I would consider replacements for existing os.system() calls to be a more common case than command-line usage, but the time advantage may disappear since you will probably be calling 'sort' once on a large file, not 10 times on some small files.

One advantage this recipe has over GNU sort is that it is predictable. On Linux Fedora Core 3 GNU sort does some funny and annoying things because of the default locale settings. I prefer to use predictable pure python rather than checking and setting environment variables in sort's calling shell.

Nicolas Lehuen (author) 13 years, 2 months ago  # | flag

As someone asked me, you can numerically sort a file containing an integer per line with this command :

python sort.py -k "int(line)" test.txt output.txt

Maybe I should add a -K my_custom_key.py option that would load the given script and use the function it contains to compute the key ? This would enable anyone to use this sort with complicated key extraction functions, which is pretty much the point of this script, since for simple keys GNU sort will be much faster.

anatoly techtonik 13 years ago  # | flag

Performance is still not as critical as an ability to sort really big files with system limits for maximum opened files. Maximum file size that can be sorted on windows platform with 512 maxfiles limit and default buffer of 32000 lines, each 100 characters on average, is 512*32000*100 = 1562.5Mb

I've compiled a spreadsheet to find out maximum possible file size to be sorted (not accounting for filesystem limits) https://spreadsheets.google.com/ccc?key=p7lZ2JoyePLYmKlds2oaLdg&hl=en#

32000 lines buffer weight about 3.2Mb for each chunk given 100 characters-wide strings. Total memory consumed in this case is 32000*100 + 512*64*1024 = 35Mb

There are many options how to balance buffer size. I would keep it at maximum, but it is not clear how efficient is sort() both in speed and memory with large buffers. Having 512 chunks all over the disk will probably involve too many disk seeks and make caching inefficient. We can increase buffer to a reasonable amount to keep chunk number small. For 1562.5Mb file buffer increase to 64000 lines (6.4Mb) results in drop in handles to 256, but also in total memory usage from 35Mb to just 22Mb. In general for files under 4Gb buffer size of 128000 lines (100 chars each, that is about 12Mb) is optimal (an approximate calculation). For files greater that 6Gb buffer should be increased to avoid depletion of file descriptors.

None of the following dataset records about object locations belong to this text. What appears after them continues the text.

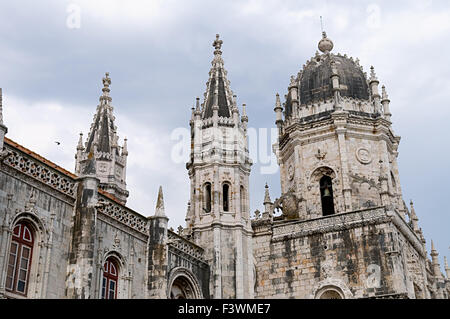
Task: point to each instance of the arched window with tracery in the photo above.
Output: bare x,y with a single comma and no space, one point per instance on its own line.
19,259
326,195
110,279
242,198
226,197
207,198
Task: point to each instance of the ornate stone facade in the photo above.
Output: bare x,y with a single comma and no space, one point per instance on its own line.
344,230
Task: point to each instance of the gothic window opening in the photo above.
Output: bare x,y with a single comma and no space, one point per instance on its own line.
207,198
242,197
226,197
326,195
110,279
394,184
19,261
330,294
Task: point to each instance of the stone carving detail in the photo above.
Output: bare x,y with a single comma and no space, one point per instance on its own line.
289,204
291,172
320,155
122,215
332,223
38,171
185,246
363,155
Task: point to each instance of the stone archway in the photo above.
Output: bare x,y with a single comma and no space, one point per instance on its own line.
183,284
330,293
331,289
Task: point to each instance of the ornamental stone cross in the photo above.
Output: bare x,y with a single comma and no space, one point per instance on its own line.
217,44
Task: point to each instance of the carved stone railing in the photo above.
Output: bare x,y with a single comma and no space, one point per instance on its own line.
40,171
122,214
330,223
185,247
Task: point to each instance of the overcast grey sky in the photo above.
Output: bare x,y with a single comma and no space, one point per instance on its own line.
158,54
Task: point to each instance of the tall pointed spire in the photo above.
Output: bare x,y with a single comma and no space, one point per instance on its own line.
102,152
218,94
80,143
3,128
267,195
160,204
125,147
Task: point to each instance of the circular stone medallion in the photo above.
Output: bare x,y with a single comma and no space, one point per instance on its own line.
363,155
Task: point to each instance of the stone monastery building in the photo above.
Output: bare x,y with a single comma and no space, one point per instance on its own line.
340,229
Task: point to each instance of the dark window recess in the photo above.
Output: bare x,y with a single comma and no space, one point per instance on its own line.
207,205
326,195
226,197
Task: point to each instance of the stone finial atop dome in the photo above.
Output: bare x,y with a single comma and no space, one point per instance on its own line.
325,45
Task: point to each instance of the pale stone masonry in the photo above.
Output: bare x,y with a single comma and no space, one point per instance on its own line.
339,230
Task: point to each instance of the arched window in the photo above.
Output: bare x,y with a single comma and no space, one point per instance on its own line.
207,198
110,279
394,184
19,261
242,197
326,195
226,197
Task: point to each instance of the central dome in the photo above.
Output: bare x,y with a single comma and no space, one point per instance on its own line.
315,82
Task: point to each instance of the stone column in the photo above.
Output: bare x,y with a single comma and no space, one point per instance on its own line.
3,128
158,252
340,119
80,269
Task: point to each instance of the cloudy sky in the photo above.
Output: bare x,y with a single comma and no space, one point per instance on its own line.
54,54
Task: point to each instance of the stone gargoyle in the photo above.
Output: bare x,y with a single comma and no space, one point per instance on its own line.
289,205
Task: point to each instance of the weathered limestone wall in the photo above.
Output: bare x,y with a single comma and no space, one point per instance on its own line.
129,248
231,263
50,213
301,259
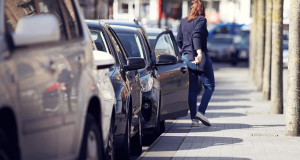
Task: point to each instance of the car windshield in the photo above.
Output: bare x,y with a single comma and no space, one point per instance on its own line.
222,40
285,46
132,44
98,38
152,38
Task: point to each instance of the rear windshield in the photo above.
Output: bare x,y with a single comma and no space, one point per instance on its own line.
132,44
221,40
152,38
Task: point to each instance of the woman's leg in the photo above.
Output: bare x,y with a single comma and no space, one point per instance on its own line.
193,92
208,80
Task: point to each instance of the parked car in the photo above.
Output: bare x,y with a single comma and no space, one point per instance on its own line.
285,54
152,34
127,87
169,74
50,105
221,47
224,28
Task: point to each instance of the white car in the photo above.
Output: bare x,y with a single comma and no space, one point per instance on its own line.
51,105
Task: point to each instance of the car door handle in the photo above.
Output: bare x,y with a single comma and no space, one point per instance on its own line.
183,70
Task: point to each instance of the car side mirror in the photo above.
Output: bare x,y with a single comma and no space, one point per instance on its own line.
166,59
103,60
36,29
135,63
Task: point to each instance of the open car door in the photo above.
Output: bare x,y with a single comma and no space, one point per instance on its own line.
173,77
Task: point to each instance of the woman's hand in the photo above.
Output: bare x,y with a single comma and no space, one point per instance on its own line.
199,57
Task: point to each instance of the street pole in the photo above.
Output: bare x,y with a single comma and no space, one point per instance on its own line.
293,94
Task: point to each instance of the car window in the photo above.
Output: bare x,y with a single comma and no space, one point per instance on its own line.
98,38
17,9
117,46
71,18
221,30
132,44
164,45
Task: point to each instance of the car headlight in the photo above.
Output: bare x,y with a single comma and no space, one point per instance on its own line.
146,82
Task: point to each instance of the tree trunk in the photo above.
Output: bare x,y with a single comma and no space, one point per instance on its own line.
293,94
261,43
252,50
268,51
276,69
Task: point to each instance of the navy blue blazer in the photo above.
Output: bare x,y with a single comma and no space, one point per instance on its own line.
192,36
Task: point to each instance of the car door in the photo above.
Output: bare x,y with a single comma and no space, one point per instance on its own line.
36,74
173,78
132,77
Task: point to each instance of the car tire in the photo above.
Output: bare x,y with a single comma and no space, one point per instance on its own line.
92,138
136,141
126,143
8,151
110,152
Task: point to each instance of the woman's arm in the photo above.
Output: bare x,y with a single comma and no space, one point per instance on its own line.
179,37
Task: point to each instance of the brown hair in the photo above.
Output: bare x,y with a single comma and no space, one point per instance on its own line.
197,9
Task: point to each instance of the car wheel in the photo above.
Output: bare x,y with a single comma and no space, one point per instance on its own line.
7,151
136,141
110,146
92,144
126,143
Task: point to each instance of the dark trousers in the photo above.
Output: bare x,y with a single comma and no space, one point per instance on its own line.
208,80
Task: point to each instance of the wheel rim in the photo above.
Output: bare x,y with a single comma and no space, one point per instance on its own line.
110,145
3,155
92,147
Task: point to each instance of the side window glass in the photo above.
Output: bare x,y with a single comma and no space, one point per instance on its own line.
17,9
52,7
164,45
117,47
71,18
132,44
98,38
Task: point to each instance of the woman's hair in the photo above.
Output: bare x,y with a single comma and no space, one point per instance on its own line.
197,9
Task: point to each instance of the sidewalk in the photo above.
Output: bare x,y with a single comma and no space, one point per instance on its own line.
241,127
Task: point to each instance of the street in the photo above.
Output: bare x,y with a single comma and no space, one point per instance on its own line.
242,127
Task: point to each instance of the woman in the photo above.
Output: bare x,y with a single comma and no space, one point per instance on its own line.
192,40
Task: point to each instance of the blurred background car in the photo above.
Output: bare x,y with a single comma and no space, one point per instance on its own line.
128,91
50,105
285,54
224,28
221,47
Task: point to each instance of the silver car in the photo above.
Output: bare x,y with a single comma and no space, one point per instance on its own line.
51,106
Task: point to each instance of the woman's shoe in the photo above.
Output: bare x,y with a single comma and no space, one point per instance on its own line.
195,123
203,119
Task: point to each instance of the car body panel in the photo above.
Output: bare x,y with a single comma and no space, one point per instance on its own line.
126,84
49,104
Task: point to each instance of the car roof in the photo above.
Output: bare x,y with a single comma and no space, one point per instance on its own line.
223,36
133,23
154,30
126,29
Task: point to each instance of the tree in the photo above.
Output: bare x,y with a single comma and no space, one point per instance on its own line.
266,90
252,49
276,66
260,43
293,94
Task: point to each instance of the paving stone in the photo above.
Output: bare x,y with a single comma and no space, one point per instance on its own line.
242,127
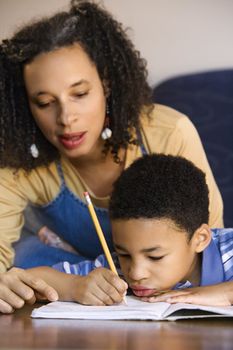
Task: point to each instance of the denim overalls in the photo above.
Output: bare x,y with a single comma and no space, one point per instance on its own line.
68,216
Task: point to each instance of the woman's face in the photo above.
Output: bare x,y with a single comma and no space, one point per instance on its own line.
67,100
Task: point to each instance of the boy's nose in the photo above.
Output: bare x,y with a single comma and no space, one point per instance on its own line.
137,272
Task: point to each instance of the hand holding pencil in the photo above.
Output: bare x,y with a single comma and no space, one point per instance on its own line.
101,236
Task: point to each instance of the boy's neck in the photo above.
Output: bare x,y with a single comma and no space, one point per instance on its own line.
195,275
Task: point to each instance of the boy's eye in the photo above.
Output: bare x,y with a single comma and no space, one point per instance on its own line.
121,255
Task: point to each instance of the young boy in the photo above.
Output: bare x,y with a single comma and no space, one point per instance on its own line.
166,250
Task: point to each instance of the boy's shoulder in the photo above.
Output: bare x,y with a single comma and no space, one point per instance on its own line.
223,237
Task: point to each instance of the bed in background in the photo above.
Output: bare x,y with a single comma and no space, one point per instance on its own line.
207,98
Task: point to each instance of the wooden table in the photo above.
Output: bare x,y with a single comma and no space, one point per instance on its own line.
19,331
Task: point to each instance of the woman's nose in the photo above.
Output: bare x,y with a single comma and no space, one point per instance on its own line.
66,116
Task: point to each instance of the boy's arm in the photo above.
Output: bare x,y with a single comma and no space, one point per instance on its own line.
99,287
214,295
18,286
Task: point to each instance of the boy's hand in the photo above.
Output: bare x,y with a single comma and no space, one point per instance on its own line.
100,287
18,287
215,295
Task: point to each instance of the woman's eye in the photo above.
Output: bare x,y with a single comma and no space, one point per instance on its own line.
155,258
43,104
80,94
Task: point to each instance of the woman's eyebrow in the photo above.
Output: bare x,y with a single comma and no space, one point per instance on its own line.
78,83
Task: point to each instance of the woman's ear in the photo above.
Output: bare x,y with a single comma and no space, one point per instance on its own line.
201,238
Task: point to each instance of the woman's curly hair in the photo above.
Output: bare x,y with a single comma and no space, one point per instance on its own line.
116,60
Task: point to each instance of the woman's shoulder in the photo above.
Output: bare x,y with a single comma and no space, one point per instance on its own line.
164,117
167,130
34,184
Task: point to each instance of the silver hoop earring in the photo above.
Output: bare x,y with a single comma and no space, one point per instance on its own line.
107,132
34,151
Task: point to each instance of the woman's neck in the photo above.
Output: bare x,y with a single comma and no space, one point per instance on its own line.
99,172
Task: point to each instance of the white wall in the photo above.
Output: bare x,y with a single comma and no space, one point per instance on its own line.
175,36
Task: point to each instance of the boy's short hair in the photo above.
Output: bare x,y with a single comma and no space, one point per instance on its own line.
161,186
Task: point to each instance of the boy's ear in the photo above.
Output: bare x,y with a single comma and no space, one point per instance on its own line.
201,238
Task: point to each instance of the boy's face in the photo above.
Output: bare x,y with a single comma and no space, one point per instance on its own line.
154,254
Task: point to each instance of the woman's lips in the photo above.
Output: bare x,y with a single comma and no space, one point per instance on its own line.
143,291
72,141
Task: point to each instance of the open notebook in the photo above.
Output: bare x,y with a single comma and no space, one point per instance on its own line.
135,310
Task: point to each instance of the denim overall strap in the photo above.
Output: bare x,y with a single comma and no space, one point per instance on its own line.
142,146
68,216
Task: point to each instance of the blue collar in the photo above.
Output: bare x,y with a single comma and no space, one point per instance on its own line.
212,266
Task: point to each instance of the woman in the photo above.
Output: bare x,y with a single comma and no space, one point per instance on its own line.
75,111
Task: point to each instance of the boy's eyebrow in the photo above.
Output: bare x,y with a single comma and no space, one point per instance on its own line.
146,250
78,83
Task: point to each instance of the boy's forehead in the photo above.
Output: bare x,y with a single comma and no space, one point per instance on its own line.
144,226
139,235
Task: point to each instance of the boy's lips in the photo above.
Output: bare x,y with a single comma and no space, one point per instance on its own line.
72,140
141,291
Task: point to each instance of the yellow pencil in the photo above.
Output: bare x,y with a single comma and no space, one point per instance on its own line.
100,235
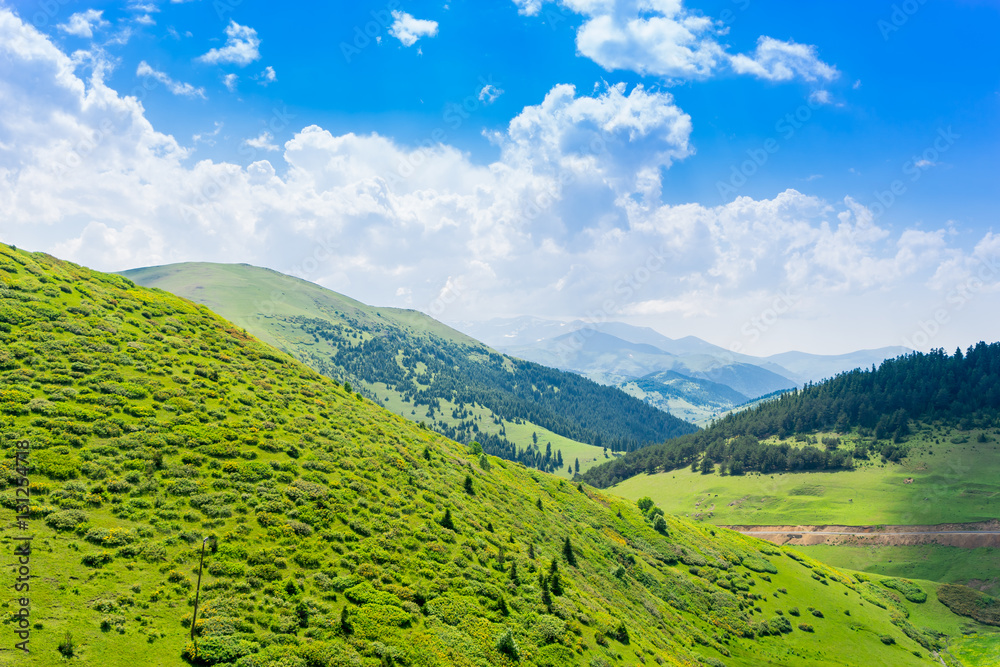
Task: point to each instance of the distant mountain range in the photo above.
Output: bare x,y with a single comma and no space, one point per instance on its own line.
689,377
426,371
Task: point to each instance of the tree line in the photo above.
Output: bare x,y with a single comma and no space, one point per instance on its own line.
426,370
962,389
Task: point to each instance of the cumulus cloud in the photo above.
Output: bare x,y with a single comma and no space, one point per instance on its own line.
528,7
242,47
566,221
261,142
83,24
175,87
659,38
489,94
408,30
267,76
664,38
775,60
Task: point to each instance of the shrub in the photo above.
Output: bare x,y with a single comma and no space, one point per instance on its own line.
67,647
909,590
779,625
549,628
506,645
965,601
96,560
66,519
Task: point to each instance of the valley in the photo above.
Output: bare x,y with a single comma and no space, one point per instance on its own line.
343,534
425,371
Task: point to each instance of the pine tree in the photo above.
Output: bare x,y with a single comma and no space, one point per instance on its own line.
546,595
345,623
446,521
555,584
568,553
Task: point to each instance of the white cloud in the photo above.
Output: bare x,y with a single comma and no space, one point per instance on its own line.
242,47
659,38
267,76
261,142
489,94
566,221
408,30
818,97
775,60
208,137
175,87
664,38
83,24
528,7
616,140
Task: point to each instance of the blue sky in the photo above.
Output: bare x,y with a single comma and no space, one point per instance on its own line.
517,157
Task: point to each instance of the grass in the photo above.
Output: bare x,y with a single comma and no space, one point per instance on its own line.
952,483
261,301
162,423
928,561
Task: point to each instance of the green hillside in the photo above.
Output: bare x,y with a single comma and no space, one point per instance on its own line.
425,371
877,410
346,535
696,401
913,443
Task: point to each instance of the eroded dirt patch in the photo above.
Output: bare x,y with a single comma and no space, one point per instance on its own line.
964,535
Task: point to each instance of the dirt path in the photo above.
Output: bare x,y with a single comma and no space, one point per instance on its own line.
965,535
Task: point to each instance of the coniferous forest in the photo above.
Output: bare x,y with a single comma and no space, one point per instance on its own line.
961,389
430,370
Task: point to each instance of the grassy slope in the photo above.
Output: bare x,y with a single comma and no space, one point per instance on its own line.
311,491
258,300
952,483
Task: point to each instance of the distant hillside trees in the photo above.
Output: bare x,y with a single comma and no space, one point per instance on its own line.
960,389
428,370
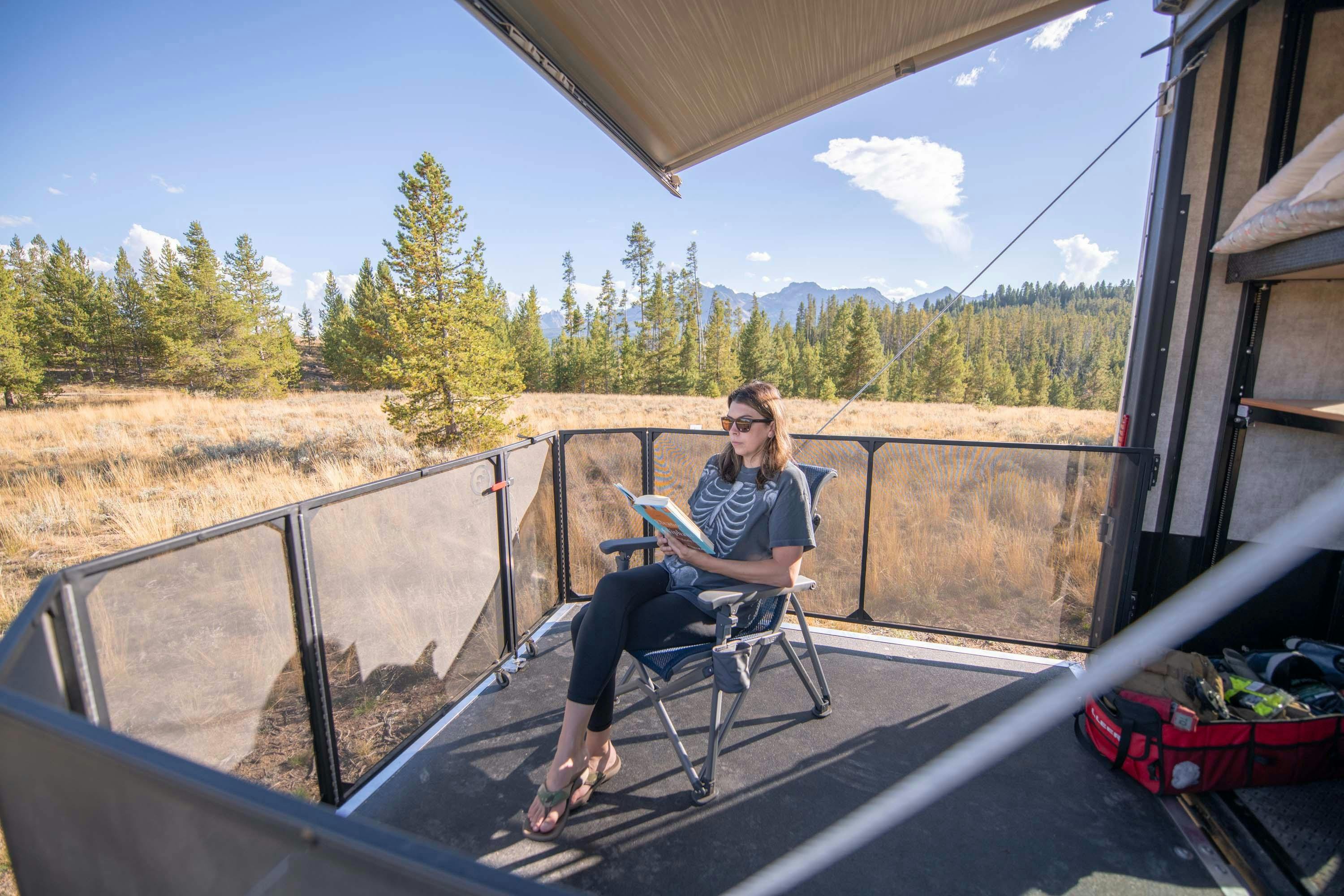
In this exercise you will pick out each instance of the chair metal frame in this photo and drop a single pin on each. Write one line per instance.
(726, 605)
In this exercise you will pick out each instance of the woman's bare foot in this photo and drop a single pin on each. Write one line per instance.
(599, 763)
(557, 778)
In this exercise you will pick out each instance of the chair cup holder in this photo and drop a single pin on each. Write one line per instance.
(732, 667)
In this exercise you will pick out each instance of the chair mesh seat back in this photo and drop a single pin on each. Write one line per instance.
(754, 618)
(816, 476)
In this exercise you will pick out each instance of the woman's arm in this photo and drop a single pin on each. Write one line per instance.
(779, 570)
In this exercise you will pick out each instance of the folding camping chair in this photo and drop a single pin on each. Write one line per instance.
(744, 617)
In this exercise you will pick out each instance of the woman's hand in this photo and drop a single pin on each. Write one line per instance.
(683, 550)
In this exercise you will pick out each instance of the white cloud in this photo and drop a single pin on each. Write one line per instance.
(1084, 260)
(139, 240)
(968, 78)
(315, 285)
(281, 275)
(894, 293)
(1051, 35)
(589, 293)
(921, 178)
(543, 304)
(166, 185)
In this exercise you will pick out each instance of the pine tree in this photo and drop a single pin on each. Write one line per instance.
(1038, 385)
(1062, 392)
(530, 346)
(605, 357)
(943, 365)
(835, 340)
(335, 328)
(807, 371)
(138, 318)
(457, 378)
(23, 378)
(68, 288)
(721, 361)
(569, 349)
(691, 355)
(756, 353)
(863, 355)
(268, 335)
(369, 340)
(659, 339)
(639, 261)
(1003, 388)
(207, 349)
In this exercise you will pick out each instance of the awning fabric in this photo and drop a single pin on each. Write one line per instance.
(679, 81)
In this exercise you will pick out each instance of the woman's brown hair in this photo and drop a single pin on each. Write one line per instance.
(779, 449)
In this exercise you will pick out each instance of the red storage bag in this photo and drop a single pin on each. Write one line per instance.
(1217, 755)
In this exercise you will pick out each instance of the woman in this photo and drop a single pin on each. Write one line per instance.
(752, 501)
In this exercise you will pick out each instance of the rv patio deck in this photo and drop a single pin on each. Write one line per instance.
(1049, 820)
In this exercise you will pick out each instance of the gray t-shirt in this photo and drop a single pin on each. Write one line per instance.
(744, 521)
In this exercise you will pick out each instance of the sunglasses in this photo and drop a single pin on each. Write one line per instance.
(744, 424)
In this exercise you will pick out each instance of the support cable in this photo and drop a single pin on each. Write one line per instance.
(1191, 66)
(1218, 591)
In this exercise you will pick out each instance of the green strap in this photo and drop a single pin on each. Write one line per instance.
(549, 798)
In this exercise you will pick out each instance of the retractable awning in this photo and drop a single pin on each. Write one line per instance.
(676, 82)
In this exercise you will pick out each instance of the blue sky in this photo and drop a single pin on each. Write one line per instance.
(291, 124)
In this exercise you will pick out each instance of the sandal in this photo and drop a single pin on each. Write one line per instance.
(597, 781)
(549, 800)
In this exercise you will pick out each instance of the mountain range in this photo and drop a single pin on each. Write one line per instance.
(773, 304)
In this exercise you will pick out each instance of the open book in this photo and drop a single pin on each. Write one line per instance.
(667, 517)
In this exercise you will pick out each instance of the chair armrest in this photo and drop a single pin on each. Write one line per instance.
(627, 546)
(724, 598)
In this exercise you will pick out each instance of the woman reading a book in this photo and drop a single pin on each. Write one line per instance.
(752, 504)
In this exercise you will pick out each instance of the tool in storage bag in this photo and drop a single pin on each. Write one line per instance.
(1217, 755)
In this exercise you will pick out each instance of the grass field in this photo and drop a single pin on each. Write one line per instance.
(964, 538)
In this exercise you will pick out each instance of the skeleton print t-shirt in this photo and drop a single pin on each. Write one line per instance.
(744, 521)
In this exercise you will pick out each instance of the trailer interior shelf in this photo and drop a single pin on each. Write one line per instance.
(1320, 414)
(1312, 257)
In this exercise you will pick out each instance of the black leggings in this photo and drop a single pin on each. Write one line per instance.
(629, 610)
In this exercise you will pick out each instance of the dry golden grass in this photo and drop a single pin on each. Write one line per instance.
(103, 470)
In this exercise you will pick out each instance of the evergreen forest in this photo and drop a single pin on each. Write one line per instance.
(428, 324)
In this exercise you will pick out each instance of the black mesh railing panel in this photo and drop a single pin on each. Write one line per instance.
(533, 532)
(406, 585)
(88, 813)
(839, 554)
(198, 656)
(594, 509)
(998, 540)
(679, 460)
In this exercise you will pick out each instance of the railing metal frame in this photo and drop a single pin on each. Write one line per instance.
(61, 599)
(1112, 599)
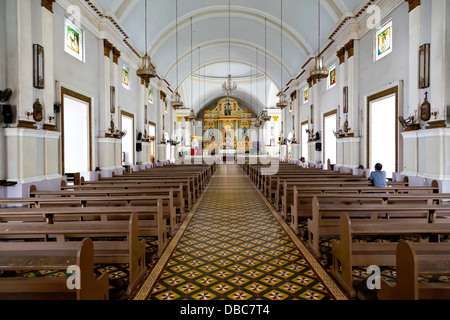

Another question is the memory usage and effectiveness of heapq module. If I remember correctly heapq module in Python 2.5 doesn't use accelerated _heapq C implementation even though the latter is accessible through the import.

Gabriel Genellina 12 years, 6 months ago  # | flag

Recipe 576755 is just a rewrite of this one for Python 2.6, taking advantage of heapq.merge, context managers, and other niceties of newer Python versions.